Updated October 29, 2020 - 9:59 am
Allegiant Air’s parent company posted another quarterly loss Wednesday amid the still-raging coronavirus pandemic but cited “modest, yet consistent” improvements.
Las Vegas-based Allegiant Travel Co. reported a $29.1 million loss for the three months ended Sept. 30, compared with a $43.9 million profit during the same period last year.
It generated $201 million in revenue during the third quarter, down 54 percent year over year.
Chairman and CEO Maurice “Maury” Gallagher said in a news release that gross bookings have climbed from an average of just over $2 million per day in the third quarter to more than $3 million per day so far in the fourth.

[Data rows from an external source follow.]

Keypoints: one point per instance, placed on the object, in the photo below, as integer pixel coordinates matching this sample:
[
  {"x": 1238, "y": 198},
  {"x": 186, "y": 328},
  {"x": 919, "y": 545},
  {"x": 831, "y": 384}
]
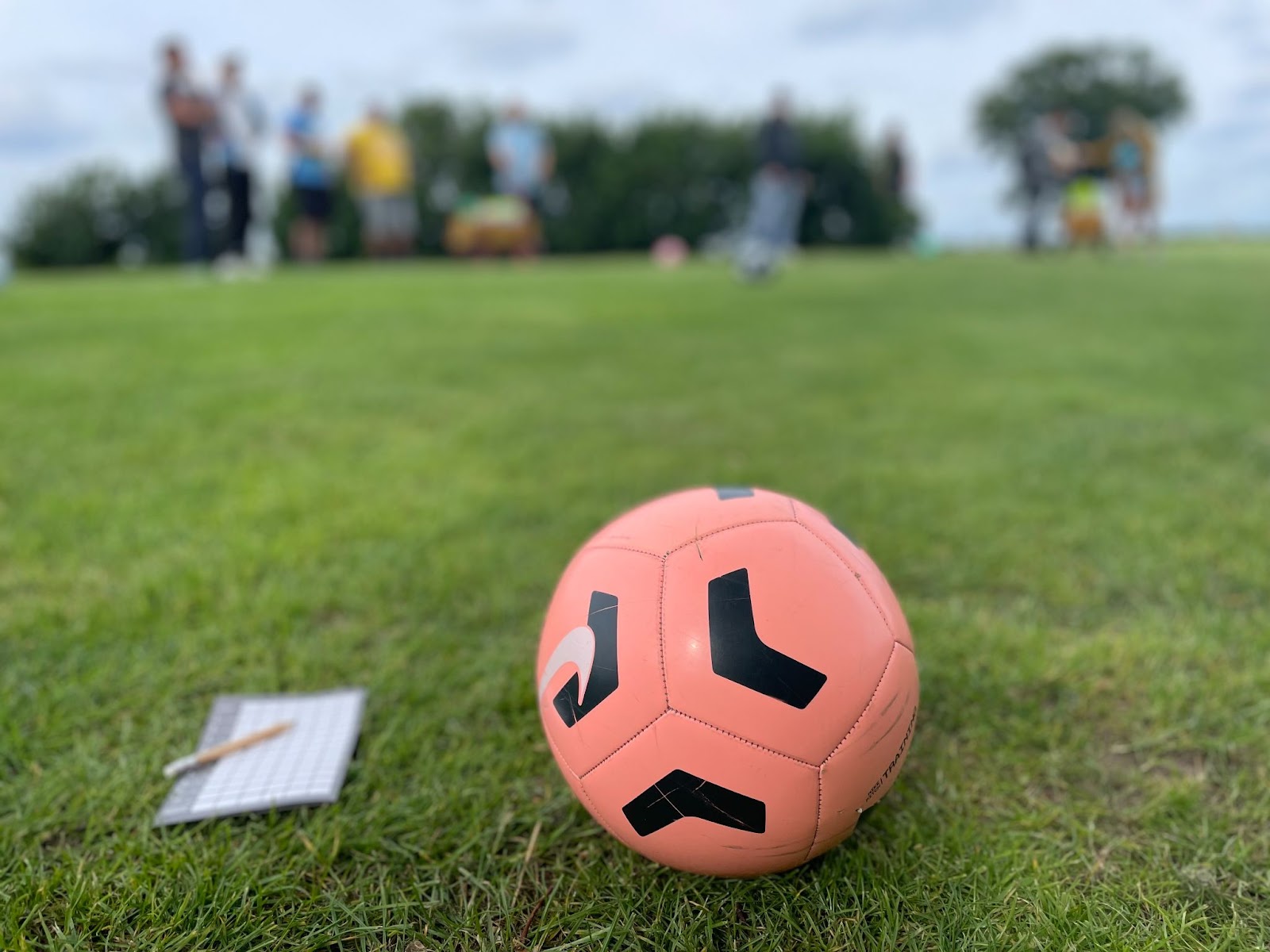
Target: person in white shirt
[{"x": 241, "y": 124}]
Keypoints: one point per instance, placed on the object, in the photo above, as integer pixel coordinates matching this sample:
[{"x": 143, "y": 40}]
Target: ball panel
[
  {"x": 672, "y": 520},
  {"x": 861, "y": 564},
  {"x": 768, "y": 635},
  {"x": 600, "y": 666},
  {"x": 864, "y": 767},
  {"x": 696, "y": 799}
]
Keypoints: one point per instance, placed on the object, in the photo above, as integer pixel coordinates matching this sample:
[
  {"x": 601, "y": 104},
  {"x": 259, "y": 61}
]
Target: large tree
[{"x": 1090, "y": 80}]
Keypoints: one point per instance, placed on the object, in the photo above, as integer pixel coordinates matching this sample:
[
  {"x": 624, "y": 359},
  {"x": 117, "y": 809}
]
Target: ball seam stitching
[
  {"x": 855, "y": 574},
  {"x": 872, "y": 697},
  {"x": 622, "y": 549},
  {"x": 819, "y": 797},
  {"x": 743, "y": 740},
  {"x": 725, "y": 528},
  {"x": 610, "y": 757}
]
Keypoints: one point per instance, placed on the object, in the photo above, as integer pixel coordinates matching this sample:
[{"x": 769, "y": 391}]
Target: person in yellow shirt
[{"x": 381, "y": 175}]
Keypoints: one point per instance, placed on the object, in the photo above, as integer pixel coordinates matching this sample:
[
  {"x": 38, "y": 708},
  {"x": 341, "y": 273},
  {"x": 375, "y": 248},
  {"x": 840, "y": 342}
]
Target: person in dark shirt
[
  {"x": 776, "y": 194},
  {"x": 190, "y": 114},
  {"x": 895, "y": 165},
  {"x": 779, "y": 149}
]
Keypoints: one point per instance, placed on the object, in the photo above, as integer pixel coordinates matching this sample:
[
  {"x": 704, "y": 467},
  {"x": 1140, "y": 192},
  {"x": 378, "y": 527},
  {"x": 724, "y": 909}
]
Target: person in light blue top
[
  {"x": 310, "y": 178},
  {"x": 521, "y": 155}
]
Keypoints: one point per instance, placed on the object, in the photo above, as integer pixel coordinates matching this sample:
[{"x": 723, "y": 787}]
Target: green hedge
[{"x": 615, "y": 190}]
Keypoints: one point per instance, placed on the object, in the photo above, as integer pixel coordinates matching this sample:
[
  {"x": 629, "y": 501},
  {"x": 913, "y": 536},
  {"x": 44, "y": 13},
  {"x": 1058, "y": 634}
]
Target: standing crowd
[
  {"x": 219, "y": 135},
  {"x": 1099, "y": 192}
]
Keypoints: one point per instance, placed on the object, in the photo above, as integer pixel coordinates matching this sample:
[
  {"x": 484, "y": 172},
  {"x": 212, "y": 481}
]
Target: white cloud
[{"x": 922, "y": 63}]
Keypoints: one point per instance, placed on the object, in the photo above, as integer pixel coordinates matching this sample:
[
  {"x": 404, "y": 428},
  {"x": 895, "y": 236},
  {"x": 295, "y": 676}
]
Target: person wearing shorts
[
  {"x": 310, "y": 179},
  {"x": 522, "y": 160},
  {"x": 1132, "y": 160},
  {"x": 380, "y": 171}
]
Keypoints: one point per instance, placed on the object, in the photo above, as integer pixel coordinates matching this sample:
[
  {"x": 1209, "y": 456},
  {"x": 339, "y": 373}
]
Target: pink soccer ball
[
  {"x": 727, "y": 681},
  {"x": 670, "y": 251}
]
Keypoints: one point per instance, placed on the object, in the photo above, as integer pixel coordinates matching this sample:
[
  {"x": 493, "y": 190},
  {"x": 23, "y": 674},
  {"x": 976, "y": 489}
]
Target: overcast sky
[{"x": 78, "y": 76}]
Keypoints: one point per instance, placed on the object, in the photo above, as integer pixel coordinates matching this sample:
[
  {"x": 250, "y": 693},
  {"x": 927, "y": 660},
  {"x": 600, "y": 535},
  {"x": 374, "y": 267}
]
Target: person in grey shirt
[
  {"x": 241, "y": 125},
  {"x": 190, "y": 113}
]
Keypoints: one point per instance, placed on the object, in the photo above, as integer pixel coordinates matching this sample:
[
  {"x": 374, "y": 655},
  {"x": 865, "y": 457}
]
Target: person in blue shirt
[
  {"x": 521, "y": 156},
  {"x": 310, "y": 178}
]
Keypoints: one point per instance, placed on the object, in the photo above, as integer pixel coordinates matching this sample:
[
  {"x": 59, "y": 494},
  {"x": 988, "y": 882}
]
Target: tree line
[{"x": 615, "y": 190}]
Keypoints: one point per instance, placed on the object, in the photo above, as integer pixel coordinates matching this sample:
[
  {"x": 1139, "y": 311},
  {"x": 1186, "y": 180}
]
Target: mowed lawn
[{"x": 375, "y": 475}]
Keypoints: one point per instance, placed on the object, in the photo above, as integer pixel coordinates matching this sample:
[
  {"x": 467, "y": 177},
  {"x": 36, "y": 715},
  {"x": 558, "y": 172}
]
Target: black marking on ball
[
  {"x": 681, "y": 793},
  {"x": 740, "y": 655}
]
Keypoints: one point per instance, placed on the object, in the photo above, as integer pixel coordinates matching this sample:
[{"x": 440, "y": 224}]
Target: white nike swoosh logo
[{"x": 577, "y": 647}]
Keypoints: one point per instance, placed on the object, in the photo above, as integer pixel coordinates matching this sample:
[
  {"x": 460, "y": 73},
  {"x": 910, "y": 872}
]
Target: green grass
[{"x": 375, "y": 476}]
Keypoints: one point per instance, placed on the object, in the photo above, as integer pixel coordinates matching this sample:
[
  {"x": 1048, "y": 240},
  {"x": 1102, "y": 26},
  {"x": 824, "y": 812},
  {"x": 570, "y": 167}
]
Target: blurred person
[
  {"x": 1047, "y": 159},
  {"x": 521, "y": 156},
  {"x": 778, "y": 190},
  {"x": 1132, "y": 159},
  {"x": 895, "y": 165},
  {"x": 310, "y": 178},
  {"x": 190, "y": 113},
  {"x": 241, "y": 126},
  {"x": 380, "y": 171}
]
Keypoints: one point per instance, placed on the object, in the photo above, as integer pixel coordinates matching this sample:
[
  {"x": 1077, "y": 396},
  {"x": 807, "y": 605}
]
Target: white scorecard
[{"x": 298, "y": 767}]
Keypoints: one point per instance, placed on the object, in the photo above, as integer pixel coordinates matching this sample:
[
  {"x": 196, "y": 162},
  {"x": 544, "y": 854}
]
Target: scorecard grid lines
[{"x": 304, "y": 766}]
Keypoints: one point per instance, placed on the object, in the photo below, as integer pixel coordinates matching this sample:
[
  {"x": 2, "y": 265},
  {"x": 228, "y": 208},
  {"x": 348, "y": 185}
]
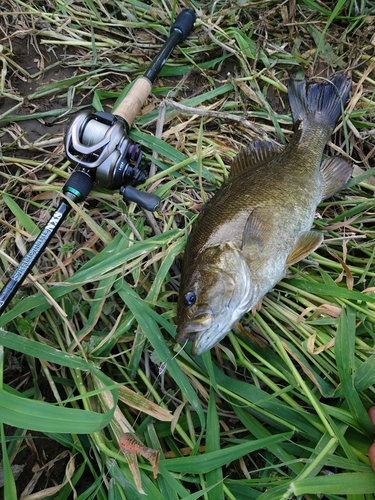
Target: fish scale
[{"x": 259, "y": 221}]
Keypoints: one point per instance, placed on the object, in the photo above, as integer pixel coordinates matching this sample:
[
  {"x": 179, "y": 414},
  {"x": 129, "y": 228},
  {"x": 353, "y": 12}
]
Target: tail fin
[{"x": 320, "y": 102}]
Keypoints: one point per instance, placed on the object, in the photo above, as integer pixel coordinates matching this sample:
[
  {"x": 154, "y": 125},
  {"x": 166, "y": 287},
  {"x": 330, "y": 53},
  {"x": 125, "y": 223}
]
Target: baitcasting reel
[
  {"x": 97, "y": 145},
  {"x": 97, "y": 141}
]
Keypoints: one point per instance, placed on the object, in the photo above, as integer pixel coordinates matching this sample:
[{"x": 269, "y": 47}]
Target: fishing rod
[{"x": 98, "y": 147}]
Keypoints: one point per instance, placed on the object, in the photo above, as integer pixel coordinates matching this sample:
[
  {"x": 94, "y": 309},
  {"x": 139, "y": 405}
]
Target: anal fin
[
  {"x": 336, "y": 172},
  {"x": 307, "y": 242}
]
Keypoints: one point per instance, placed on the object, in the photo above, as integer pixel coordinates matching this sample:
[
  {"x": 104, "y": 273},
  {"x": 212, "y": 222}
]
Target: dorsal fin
[{"x": 256, "y": 154}]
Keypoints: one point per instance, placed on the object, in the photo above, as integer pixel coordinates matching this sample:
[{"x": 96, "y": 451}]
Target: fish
[{"x": 259, "y": 221}]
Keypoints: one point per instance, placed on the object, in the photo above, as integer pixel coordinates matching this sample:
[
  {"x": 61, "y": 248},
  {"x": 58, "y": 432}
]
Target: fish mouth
[{"x": 189, "y": 331}]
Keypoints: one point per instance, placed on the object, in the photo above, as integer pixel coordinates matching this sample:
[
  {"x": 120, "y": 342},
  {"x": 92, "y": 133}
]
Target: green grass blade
[
  {"x": 355, "y": 483},
  {"x": 201, "y": 464}
]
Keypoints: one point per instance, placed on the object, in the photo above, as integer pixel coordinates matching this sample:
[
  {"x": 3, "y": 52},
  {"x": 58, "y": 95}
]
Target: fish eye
[{"x": 190, "y": 298}]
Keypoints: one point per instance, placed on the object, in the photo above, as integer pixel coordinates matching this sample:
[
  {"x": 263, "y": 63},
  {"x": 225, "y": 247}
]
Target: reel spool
[{"x": 97, "y": 141}]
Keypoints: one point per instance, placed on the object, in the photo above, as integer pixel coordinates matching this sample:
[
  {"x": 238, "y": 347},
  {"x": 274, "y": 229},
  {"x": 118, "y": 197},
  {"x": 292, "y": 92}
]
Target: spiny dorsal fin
[{"x": 256, "y": 154}]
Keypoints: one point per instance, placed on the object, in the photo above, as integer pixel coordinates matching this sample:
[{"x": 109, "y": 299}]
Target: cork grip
[{"x": 132, "y": 103}]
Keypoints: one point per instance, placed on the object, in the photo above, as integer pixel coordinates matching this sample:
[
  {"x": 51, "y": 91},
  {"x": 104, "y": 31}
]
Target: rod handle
[{"x": 132, "y": 103}]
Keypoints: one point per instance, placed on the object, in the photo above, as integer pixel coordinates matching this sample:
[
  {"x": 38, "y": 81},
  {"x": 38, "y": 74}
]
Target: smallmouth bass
[{"x": 259, "y": 222}]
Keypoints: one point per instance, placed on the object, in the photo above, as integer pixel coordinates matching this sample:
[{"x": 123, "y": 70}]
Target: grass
[{"x": 279, "y": 409}]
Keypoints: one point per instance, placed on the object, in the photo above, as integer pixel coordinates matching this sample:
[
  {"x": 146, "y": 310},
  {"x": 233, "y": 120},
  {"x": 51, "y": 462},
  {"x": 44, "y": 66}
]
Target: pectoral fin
[
  {"x": 306, "y": 243},
  {"x": 336, "y": 172}
]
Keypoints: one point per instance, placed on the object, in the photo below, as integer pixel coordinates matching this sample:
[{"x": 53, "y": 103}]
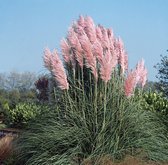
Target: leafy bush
[
  {"x": 22, "y": 113},
  {"x": 97, "y": 113},
  {"x": 156, "y": 102}
]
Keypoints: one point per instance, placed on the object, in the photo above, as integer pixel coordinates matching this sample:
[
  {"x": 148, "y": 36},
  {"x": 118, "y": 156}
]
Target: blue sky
[{"x": 28, "y": 26}]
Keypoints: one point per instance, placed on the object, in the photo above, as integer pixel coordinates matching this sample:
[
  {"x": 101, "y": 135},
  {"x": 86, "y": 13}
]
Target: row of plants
[{"x": 95, "y": 111}]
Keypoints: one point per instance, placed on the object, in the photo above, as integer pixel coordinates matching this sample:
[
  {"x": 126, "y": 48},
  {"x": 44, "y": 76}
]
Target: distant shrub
[{"x": 23, "y": 113}]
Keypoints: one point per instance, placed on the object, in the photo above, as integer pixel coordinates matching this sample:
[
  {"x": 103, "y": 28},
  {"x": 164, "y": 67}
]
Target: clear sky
[{"x": 28, "y": 26}]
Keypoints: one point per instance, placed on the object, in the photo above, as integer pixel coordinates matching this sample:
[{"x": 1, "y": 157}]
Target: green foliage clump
[
  {"x": 77, "y": 131},
  {"x": 157, "y": 103}
]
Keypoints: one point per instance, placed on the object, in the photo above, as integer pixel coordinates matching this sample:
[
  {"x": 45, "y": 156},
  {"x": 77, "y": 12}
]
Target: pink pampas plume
[
  {"x": 81, "y": 21},
  {"x": 122, "y": 56},
  {"x": 141, "y": 73},
  {"x": 105, "y": 39},
  {"x": 59, "y": 72},
  {"x": 76, "y": 46},
  {"x": 97, "y": 51},
  {"x": 90, "y": 29},
  {"x": 65, "y": 50},
  {"x": 88, "y": 55},
  {"x": 106, "y": 67},
  {"x": 47, "y": 59},
  {"x": 99, "y": 34},
  {"x": 130, "y": 83}
]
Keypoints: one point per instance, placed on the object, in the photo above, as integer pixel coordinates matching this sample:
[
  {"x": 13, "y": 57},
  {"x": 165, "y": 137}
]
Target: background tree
[{"x": 162, "y": 76}]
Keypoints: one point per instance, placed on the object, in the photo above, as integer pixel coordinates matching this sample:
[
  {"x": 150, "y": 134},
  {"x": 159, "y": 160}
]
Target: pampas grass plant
[{"x": 97, "y": 113}]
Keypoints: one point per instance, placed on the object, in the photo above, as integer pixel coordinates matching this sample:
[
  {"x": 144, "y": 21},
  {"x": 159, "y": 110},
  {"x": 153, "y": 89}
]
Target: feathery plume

“Even though we’re pleased with recent progress, we remain cautious,” he added, noting the airline had to make “tough decisions” the past few months, including reducing its workforce.
Allegiant is known for flying from small, underserved cities to warm-weather vacation spots, usually without competition on its routes.
The deep-discount carrier had booked 17 straight profitable years before the coronavirus outbreak upended daily life across the U.S. in March with sweeping business closures and stay-at-home orders, devastating the tourism industry and Las Vegas’ casino-heavy economy.
Allegiant reported a $33 million loss in the first quarter amid a steep write-off of its nonairline businesses, and a $93 million loss in the second quarter, which Gallagher called “the most turbulent” stretch in industry history.